Optimistic locking and re-try

Question

I'm not sure about proper design of an approach.

We use optimistic locking using long incremented version placed on every entity. Each update of such entity is executed via compare-and-swap algorithm which just succeed or fail depending on whether some other client updates entity in the meantime or not. Classic optimistic locking as e.g. hibernate do.

We also need to adopt re-trying approach. We use http based storage (etcd) and it can happen that some update request is just timeouted.

And here it's the problem. How to combine optimistic locking and re-try. Here is the specific issue I'm facing.

Let say I have an entity having version=1 and I'm trying to update it. Next version is obviously 2. My client than executes conditional update. It's successfully executed only when the version in persistence is 1 and it's atomically updated to version=2. So far, so good.

Now, let say that a response for the update request does not arrive. It's impossible to say if it succeeded or not at this moment. The only thing I can do now is to re-try the update again. In memory entity still contains version=1 intending to update value to 2.

The real problem arise now. What if the second update fails because a version in persistence is 2 and not 1?

There is two possible reasons:

1. first request indeed caused the update - the operation was successful but the response got lost or my client timeout, whatever. It just did not arrived but it passed
2. some other client performed the update concurrently on the background

Now I can't say what is true. Did my client update the entity or some other client did? Did the operation passed or failed?

Current approach we use just compares persisted entity and the entity in main memory. Either as java equal or json content equality. If they are equal, the update methods is declared as successful. I'm not satisfied with the algorithm as it's not both cheap and reasonable for me.

Another possible approach is to do not use long version but timestamp instead. Every client generates own timestamp within the update operation in the meaning that potential concurrent client would generate other in high probability. The problem for me is the probability, especially when two concurrent updates would come from same machine.

Is there any other solution?

Answer 1

IMHO, as etcd is built upon HTTP which is inherently an unsecure protocol, it will be very hard to have a bullet proof solution.

Classical SQL databases use connected protocols, transactions and journalisation to allow users to make sure that a transaction as a whole will be either fully committed or fully rollbacked, even in worst case of power outage in the middle of the operation.

So if 2 operations depend on each other (money transfert from one bank account to the other) you can make sure that either both are ok or none, and you can simply implement in the database a journal of "operations" with their status to be able to later see if a particuliar one was passed by consulting the journal, even if you were disconnected in the middle of the commit.

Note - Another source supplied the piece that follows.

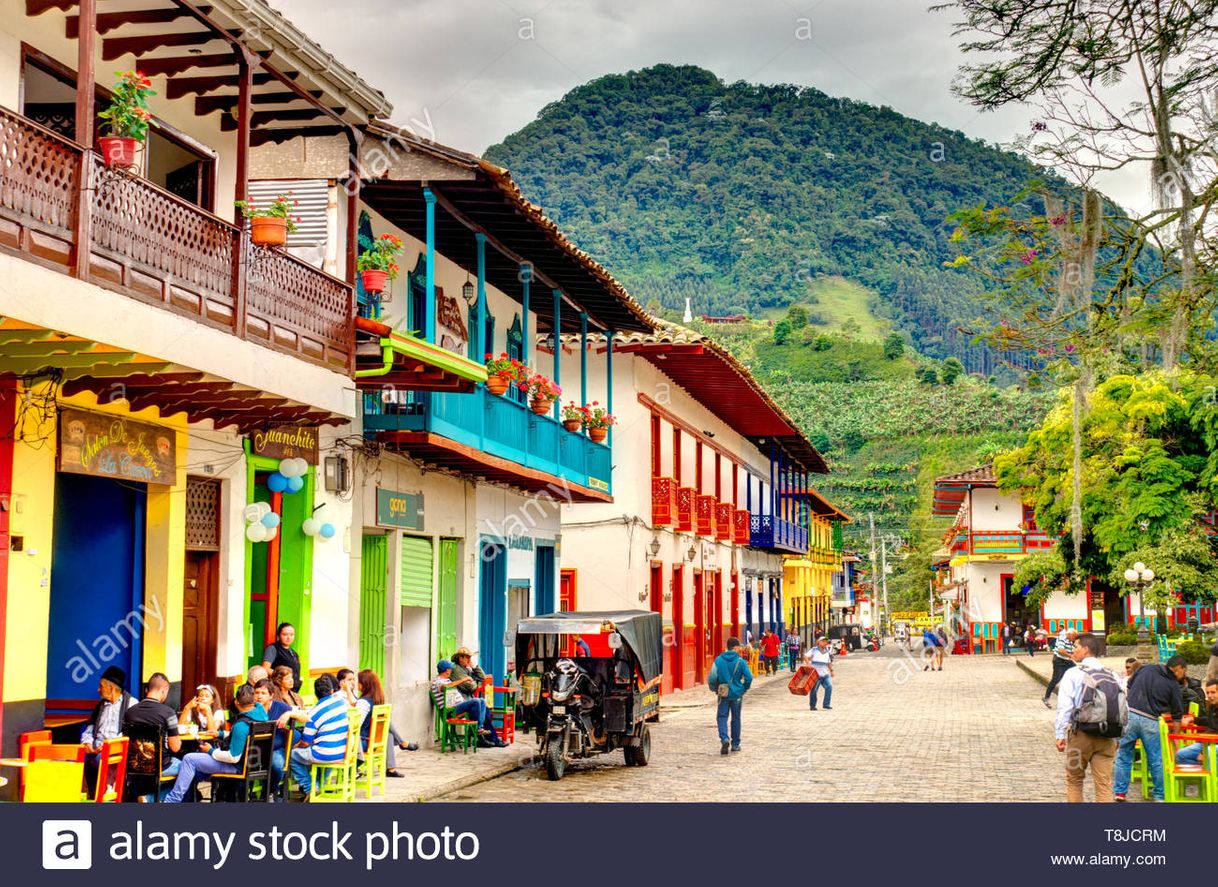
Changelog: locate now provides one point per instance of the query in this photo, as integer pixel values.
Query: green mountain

But I simply cannot imagine such a solution for etcd. So unless someone else finds a better way, you are left with two options

• use a classical SQL database in the backend, using etcd (or equivalent) as a simple cache
• accept the weaknesses of the protocol

BTW, I do not think that timestamp in lieue of long version number will strengthen the system, because in high load, the probability that two client transaction use same timestamp increases. Maybe you could try to add a unique id (client id or just technical uuid) to your fields, and when version is n+1 just compare the UUID that increased it : if it is yours, the transaction passed if not id did not.

But the really worse problem would arise if at the moment you can read the version, it is not at n+1 but already at n+2. If UUID is yours, you are sure your transaction passed, but if it is not nobody can say.

Answer 2

You can fake transactions in etcd by using a two-step protocol.

Algorithm for updating:

First phase: record the update to etcd

• add an "update-lock" node with a fairly small TTL. If it exists, wait until it disappears and try again.
• add a watchdog to your code. You MUST abort if performing the next steps takes longer than the lock's TTL (or if you fail to refresh it).
• add a "update-plan" node with [old,new] values. Its structure is up to you, but you need to ensure that the old values are copied while you hold the lock.
• add a "committed-update" node. At this point you have "atomically" updated the data.

Second phase: perform the actual update

• read the "planned-update" node and apply the changes it describes.
  • If a change fails, verify that the new value is present.
  • If it's not, you have a major problem. Bail out.
• delete the committed-update node
• delete the update-plan node
• delete the update-lock node

If you want to read consistent data:

• While there is no committed-update node, your data are OK.

• Otherwise, wait for it to get deleted.

  • Whenever committed-update is present but update-lock is not, initiate recovery.

Transaction recovery, if you find an update-plan node without a lock:

• Get the update-lock.
• if there is no committed-update node, delete the plan and release the lock.
• Otherwise, continue at "Second phase", above.